ロシアの魔女は、社会的に重要な役割も担った

 ロシアの資料には明確な悪事、すなわち雹や悪天候をもたらしたり、悪魔を召喚したり、いけにえを捧げたりする魔女の情報は見られない。なぜロシア社会に魔女が必要だったのか?例えば儀式や民間治療などだが、なんと、窃盗事件の捜査にも必要とされたのである。

 村のまじない治療師や魔女、あるいは普通の未亡人や独り身の女性は様々な儀式に参加していた。これらの儀式は異教の時代に由来するものであり、例えば、「オパヒヴァニエ」は、村の家畜を「牛の死」すなわち疫病による大量死から守るための儀式である。未亡人や独り身の女性は、この儀式に不可欠だった。

 医師による医療が期待できない環境では、歯痛やヘルニア、「黒い萎黄病」(てんかん)等、よくある疾病の際にはまじない治療師の助けが必要だった。1642年、ある銃兵は知り合いの女性に、まじない治療師から入手したと思われる「黒い萎黄病」除けのまじないが施された文書を渡している。ヴォロゴツキー地方の未亡人のウリータ・シパノワは母親に治療術を学び、その家には様々な病気の治療やシラミ除けに使う植物の根や石が蓄えられていた。 

 治療ができるからには、もちろん、魔女は人に病や災厄をもたらすことも可能だった。村では、シャックリやてんかん発作、肺結核、男性の性機能障害などが魔女の仕業とされることが多かった。脱腸もまた別個の分野で、呪文で治療をすることもあれば、煮た沼水を飲ませるなどして脱腸を引き起こさせることもあった。婿や嫁を魔術で惚れさせたり嫌わせたりするのも、魔女の領分である。

 窃盗や詐欺に遭った人々や、仕事で問題を抱える人々も、まじない師や魔女を頼った。行政が農民や貧民の小さな争いに無関心だとすれば、魔女の他に頼るべきところは無い。

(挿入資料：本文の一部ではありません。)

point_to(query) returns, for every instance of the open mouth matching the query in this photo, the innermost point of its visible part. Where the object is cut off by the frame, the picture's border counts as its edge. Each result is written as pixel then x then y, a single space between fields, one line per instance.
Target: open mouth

 1647年、盗難に遭ったモスクワの農民シーモンは魔法使いのダリイツァに助けを求め、彼女は犯人を示したという。ルフ村に住む農婦は1658年、まじないの掛けられた塩を入手し、夫が牢獄から出られるようにと、その塩をまいた。モスクワのまじない師たちは商売繁盛の呪文を売り、ある魔術師は「庭の中心にクマの頭を埋めれば、家畜が増える」というアドバイスを送った。

ルーシには魔女になる方法があった

 ルーシでは、魔女になる方法があると信じられていた。ただし悪魔と契約するのではなく、異界の存在と交流することによって魔女になるとされた。シェパンスカヤによると、男に捨てられたノヴゴロドの女性が夢にクマの姿の魔術師を見、それに秘密の知識を授けられた。この女性はオクロフスキー地域で名のあるまじない師になったという。異界からの庇護者に能力を授けられたことによって、この女性は夫の代わりにまじないを生きる意味にしたというのである。

 庇護者たるデーモンは、別の魔術師や魔女から授かることもできた。例えば、その死に際して。

 ノヴゴロド地方では、火球の蛇の伝承もある。いわく、「雄鶏の卵」(未熟のまだ柔らかい、ウズラの卵サイズの鶏卵)を見つけて、脇の下で2週間あたためて、なおかつ秘密にする誓いを守れば、この蛇を創造できるという。夜に窓辺に空の壺を置いておけば、こうして生まれた蛇が他所の牛のミルクを主人に持ってくるという言い伝えである。

ロシアの魔女を迫害する民衆

 魔女探しは、村の生活の危機と関連する事が多かった。干ばつや疫病、家畜伝染病、ヘルニアや麻痺などの不幸に際し、絶望から事の元凶を求めるのだ。 

 魔女は、その儀式の最中が最も正体を暴きやすいとされた。魔女は夜明け時の畑で麦やライ麦を編み、髪をほどいたまま露の上を歩き、牛の乳を奪うためにテーブルクロスを拡げて歩き露を集めるとされた。 

 魔女は動物、とくに猫や犬や豚に変身できると信じられた。時には主のいない動物をつかまえて、耳や顔に傷を残して目印とした。もしその後、嫌疑をかけられた女性の体調に異変があれば、「罪状」は証明されたことになる。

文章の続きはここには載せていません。